Hi Scott,
Excellent. I would be really good with some comparable measurements. I will start measuring on the “Compact Monitor” in a week or so.
Maybe I’m breaking in open doors here, but anyway.
There is actually a very simple way to measure system/cabinet resonance with a minimum of SW & HW. If you can connect your computer to your preamp / power amp and play music from the computer you can do this.
Install a single basic resistor 10W (or higher) with 30-100 ohms in series with the speaker cable from the power amp to the speaker. Just add it in series with either of the plus or minus poles on the speaker. This is to take out any unwanted measurement errors from the power amp.
Connect a basic volt meter after the resistor right across the plus an minus poles of the 2216Nd. The volt meter can be any basic volt meter as long as it can do AC. If you don’t have one it can be a real “el-cheapo” for a basic check, get it from Home Depot or similar. If it can do RMS AC measures it is better, but not really needed for this.
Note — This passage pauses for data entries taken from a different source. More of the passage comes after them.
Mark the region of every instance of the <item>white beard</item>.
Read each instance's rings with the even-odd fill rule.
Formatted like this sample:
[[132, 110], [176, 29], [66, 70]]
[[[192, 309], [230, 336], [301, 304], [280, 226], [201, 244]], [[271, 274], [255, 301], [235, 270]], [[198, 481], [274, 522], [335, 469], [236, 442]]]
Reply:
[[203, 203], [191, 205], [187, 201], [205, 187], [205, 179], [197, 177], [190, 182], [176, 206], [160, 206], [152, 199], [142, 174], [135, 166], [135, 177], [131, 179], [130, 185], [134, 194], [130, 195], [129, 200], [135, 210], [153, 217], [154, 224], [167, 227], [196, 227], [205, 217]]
Then you download a sine generator (app / program) to your computer from the Internet and install. Make sure you can hear the signal in you speakers. There are many to choose from and I don’t really know the difference. I normally use an analogue calibrated tone generator… Old School… But my fellow JBL nut's over here do this all the time with their computers.
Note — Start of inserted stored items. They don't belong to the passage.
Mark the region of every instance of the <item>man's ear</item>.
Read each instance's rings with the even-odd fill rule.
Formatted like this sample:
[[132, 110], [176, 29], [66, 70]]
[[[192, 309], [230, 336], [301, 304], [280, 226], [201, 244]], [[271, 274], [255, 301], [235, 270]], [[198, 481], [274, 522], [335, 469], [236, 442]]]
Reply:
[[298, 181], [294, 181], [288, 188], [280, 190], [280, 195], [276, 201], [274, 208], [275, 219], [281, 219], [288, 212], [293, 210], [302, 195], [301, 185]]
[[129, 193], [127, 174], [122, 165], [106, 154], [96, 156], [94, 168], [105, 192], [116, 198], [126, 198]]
Then with your computer slowly sweep a sine wave signal (does not have to be loud at all) from say 20Hz to 50Hz. At the frequency point where you get the lowest voltage reading across the 2216Nd on the volt meter is where you have the system resonance in the cabinet.
Simple as that. No mike or other SW & HW needed.
It would be nice to see where you came out. Give the excellent quality of your work, probably spot on.